Education

Mattituck grads can now have their name on a brick at the HS

TIM KELLY FILE PHOTO | New bricks with the names of Mattituck alumni will help raise funds for athletic programs at the high school.

To raise money for the athletic department and build a courtyard for students to relax during lunchtime and at soccer games, the Mattituck sports boosters club is selling the right to place alumni names on 4,500 bricks at the high school this year.

The Mattituck High School alumni brick garden, as it will be called, will be outside the boosters’ “snack shack,” a trailer on the west side of the school outside the gym where food and drink are sold during soccer games.

“Half of it will be a brick patio and half will be blacktop with four or five round steel plastic-coated picnic tables,” said booster club president Joseph Doorhy. He’s having a landscape designer draft a plan for the project. “The tables will provide seating for spectators and we’re hoping that some of the kids will remain on campus for lunch time and utilize those tables for lunch.”

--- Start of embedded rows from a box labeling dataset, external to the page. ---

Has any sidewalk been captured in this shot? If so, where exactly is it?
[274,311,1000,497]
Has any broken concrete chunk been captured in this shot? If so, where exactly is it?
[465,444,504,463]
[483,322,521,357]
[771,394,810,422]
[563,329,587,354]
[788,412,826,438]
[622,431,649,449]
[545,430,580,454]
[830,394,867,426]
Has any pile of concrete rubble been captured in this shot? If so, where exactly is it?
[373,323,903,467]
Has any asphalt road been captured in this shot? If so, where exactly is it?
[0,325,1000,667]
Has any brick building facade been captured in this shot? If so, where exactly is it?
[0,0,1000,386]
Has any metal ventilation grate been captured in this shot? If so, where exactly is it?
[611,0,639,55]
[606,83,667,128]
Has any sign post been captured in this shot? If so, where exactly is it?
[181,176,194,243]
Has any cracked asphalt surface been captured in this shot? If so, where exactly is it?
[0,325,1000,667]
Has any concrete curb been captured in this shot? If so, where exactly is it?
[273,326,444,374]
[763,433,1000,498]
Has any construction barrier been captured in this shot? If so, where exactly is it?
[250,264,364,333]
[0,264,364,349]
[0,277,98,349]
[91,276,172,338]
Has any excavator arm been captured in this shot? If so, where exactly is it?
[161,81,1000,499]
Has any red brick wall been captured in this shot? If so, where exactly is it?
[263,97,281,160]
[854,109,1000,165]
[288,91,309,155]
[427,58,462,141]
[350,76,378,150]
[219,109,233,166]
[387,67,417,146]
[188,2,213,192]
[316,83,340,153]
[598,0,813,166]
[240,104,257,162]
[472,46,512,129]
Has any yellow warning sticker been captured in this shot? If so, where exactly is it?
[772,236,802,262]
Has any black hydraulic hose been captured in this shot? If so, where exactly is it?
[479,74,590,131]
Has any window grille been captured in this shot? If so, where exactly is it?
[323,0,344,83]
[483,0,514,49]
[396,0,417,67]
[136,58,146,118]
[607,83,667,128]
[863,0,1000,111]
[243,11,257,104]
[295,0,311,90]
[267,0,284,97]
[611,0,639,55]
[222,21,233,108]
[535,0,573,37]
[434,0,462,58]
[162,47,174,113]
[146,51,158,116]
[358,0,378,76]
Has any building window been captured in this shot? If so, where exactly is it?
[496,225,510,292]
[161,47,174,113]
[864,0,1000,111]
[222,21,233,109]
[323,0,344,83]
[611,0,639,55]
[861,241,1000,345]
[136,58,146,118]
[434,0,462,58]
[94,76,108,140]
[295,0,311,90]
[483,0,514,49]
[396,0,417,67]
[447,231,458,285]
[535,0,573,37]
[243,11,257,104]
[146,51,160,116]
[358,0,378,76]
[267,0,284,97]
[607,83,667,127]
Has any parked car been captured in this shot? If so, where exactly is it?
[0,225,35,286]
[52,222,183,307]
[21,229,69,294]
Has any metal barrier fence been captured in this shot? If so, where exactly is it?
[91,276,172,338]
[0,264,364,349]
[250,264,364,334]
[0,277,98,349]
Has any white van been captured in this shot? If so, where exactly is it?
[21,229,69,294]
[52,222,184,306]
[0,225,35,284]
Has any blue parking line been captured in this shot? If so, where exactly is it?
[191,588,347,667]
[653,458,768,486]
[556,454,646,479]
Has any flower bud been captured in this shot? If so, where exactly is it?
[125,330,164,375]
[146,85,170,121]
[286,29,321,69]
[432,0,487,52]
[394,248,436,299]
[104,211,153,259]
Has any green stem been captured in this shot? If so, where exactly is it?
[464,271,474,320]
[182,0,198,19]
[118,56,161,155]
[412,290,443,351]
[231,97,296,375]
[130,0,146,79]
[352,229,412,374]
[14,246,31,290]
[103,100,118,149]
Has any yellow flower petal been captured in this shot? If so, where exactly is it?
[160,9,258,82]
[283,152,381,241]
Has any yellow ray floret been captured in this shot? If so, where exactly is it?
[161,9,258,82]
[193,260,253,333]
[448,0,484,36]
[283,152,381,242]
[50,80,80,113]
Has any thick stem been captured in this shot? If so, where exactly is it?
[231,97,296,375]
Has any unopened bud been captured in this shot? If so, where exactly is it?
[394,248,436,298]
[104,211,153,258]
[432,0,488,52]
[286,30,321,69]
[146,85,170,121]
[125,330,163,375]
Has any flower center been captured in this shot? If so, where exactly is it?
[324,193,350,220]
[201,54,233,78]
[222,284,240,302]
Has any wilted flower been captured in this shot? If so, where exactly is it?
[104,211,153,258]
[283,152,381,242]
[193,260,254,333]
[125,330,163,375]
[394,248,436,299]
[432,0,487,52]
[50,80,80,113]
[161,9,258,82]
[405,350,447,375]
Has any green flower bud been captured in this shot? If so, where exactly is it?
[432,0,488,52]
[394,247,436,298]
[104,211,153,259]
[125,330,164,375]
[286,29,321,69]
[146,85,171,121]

Mattituck High grads and grads-to-be will be eligible to have their names put on bricks, and the courtyard can be expanded in the future as more students pass through the school.

The booster club plans to spend this year selling the naming rights. Bricks of four inches-by-eight inches sell for $100 and eight-by-eight inch bricks are $175.

Brick order forms can be picked up at Mattituck High School and at Cutchogue East Elementary School, and will soon be available on the school’s website at mufsd.com.

Mr. Doorhy said that for an additional $25 people who buy bricks can add a symbol representing the sport they played at Mattituck. Contractors who donate to the project will receive an eight by eight inch brick with their name on it.

The booster club plans to use the money raised to fund the school’s athletic program. This year the group plans to renovate the trophy case in the gym lobby and replace the felt banners hanging in the gymnasium with new vinyl banners. The group also recently purchased more weight room equipment and is putting TV monitors throughout the school to display game schedules.

The booster club has more than 80 volunteers who distribute healthy snacks to athletes after school, fill the vending machines in the school lobby and volunteer at the snack shack.

“What makes the booster club so successful is we have a very young, energetic athletic director. He’s all there for the kids,” Mr. Doorhy said of Gregg Wormuth, the school’s athletic director for the past two years. “Any time the booster club does stuff, he’s right there helping us make it easier and better.”